Grégoire fut exilé quelque temps à partir de 375 à cause de ses positions orthodoxes. Il fut un des principaux acteurs du concile de Constantinople en 381, convoqué contre l'arianisme, contre le nouvel évêque de Constantinople. Concile qui, contre ceux qui niaient la divinité de l'Esprit saint, ajouta à la profession de foi de Nicée, à propos de l'Esprit saint : "Seigneur et donnant la vie, procédant du Père, devant être co-adoré et co-glorifié avec le Père et le Fils ; Qui parla par les prophètes". Les écrits de Grégoire sont nombreux et variés. Le "Discours catéchétique" s'adresse aux catéchistes et traitent de questions de la foi contestées par les hérétiques. La formulation de la foi, comme toujours, se précise dans la controverse.
La dernière date où l'on sait Grégoire de Nysse vivant aujourd'hui est 394.
Doctrine
Un des aspects de sa réflexion qui, dans la ligne de celle de Parménide (Seul l'être est. Du non-être il n'y a rien à dire.), constitue une avancée majeure dans l'Histoire de la pensée est que le mal n'a pas d'existence propre, n'étant qu'absence de bien. Le mal est à concevoir comme la cécité : il peut y avoir un être sans cécité, mais on ne peut concevoir de cécité sans être (aveugle). Et la cécité n'est rien en plus de l'être en question, elle n'est qu'un défaut, i.e. un manque.
Postérité
Cette pensée influença notamment saint Dominique, fondateur de l'Ordre des frères prêcheurs (o.p.), et saint Thomas d'Aquin, o.p., dans leur lutte intellectuelle contre le catharisme qui, influencé par le manichéisme, avait tendance à établir une certaine symétrie entre un principe du bien et un principe du mal. Thomas d'Aquin développa beaucoup l'argument et lui donna une forme systématique : aucune espèce de symétrie entre l'être et le néant, entre Dieu et le diable, entre la bonne action et le péché.
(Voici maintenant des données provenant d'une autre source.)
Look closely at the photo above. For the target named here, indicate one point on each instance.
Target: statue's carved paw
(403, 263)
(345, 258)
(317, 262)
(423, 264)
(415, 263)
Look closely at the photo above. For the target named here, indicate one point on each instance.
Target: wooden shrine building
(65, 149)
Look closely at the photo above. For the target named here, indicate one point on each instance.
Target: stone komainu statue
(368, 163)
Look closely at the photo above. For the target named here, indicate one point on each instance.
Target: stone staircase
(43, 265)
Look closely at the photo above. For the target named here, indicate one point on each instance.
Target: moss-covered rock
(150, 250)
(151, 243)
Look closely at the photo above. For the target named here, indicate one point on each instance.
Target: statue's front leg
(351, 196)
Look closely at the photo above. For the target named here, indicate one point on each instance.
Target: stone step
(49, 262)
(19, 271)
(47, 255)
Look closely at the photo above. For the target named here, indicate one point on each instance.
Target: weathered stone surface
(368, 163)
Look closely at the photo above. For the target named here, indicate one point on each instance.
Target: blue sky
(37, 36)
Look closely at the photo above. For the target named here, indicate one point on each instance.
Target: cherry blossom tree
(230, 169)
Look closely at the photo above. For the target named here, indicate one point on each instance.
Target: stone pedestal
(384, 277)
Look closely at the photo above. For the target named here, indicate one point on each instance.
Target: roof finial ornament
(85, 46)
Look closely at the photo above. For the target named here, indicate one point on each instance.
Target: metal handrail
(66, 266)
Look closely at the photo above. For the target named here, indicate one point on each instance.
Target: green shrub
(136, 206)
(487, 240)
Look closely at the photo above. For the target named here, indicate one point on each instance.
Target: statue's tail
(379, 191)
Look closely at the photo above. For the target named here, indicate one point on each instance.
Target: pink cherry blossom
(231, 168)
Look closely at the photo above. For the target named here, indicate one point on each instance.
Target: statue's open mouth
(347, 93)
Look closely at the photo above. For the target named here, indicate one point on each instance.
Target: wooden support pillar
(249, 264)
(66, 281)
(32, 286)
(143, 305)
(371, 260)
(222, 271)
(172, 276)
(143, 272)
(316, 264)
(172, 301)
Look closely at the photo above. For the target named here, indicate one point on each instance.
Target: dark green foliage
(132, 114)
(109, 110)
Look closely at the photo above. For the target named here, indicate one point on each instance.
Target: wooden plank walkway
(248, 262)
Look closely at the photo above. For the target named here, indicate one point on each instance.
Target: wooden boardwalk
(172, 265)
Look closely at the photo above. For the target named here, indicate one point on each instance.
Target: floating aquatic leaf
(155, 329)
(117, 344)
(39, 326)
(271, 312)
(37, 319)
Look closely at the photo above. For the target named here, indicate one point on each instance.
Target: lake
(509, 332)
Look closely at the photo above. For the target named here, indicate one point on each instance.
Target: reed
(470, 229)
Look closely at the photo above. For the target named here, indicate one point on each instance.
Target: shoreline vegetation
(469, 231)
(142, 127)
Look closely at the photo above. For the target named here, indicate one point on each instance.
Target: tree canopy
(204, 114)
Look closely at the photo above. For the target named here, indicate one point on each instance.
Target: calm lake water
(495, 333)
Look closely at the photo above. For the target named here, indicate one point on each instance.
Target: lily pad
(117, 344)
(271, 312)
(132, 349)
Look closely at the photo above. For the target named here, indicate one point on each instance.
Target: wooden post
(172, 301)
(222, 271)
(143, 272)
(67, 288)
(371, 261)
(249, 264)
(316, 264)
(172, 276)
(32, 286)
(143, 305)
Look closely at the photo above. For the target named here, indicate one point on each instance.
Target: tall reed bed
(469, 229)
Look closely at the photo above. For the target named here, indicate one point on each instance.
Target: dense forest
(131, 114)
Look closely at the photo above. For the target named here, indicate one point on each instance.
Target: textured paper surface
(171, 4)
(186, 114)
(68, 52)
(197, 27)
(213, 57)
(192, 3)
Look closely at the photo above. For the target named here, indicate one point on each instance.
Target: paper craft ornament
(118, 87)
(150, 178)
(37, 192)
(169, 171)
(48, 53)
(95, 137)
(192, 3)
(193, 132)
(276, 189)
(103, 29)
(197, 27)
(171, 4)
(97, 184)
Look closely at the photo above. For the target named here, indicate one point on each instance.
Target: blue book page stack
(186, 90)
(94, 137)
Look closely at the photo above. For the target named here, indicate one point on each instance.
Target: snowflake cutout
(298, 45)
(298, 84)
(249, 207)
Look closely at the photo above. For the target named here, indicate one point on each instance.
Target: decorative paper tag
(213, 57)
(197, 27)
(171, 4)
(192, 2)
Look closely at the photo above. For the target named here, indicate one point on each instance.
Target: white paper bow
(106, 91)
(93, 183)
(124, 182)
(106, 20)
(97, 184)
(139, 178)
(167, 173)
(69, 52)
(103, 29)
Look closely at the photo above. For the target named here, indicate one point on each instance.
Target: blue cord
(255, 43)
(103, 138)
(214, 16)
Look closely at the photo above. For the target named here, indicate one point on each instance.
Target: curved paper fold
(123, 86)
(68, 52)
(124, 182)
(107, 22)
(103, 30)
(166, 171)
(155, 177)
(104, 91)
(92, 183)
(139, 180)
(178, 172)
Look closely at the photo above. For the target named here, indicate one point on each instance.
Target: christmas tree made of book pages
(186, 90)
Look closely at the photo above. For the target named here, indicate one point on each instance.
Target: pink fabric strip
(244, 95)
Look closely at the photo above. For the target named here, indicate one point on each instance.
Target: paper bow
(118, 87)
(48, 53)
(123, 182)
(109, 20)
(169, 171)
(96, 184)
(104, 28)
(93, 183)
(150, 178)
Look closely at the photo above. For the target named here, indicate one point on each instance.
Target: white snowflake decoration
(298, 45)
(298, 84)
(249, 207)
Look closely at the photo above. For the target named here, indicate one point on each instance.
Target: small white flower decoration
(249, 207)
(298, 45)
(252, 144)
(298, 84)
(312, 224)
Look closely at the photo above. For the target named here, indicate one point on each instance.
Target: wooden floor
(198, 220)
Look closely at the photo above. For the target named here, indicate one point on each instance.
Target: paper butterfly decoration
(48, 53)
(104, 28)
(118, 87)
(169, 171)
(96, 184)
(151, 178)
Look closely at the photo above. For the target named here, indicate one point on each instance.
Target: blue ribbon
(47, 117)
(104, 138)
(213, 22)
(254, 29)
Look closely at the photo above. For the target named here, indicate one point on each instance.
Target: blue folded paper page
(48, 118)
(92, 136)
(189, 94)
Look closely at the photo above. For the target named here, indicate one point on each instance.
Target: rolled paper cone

Le futur cardinal Hans Urs von Balthasar, que d'aucun considèrent comme le plus grand théologien catholique du XXe siècle, lui consacra Présence et pensée. Essai sur la philosophie religieuse de Grégoire de Nysse en 1942.
Compté au nombre des Pères de l'Église, Grégoire de Nysse est vénéré par l'Eglise catholique, les Eglises orthodoxes, copte, orientales orthodoxes et anglicane comme saint.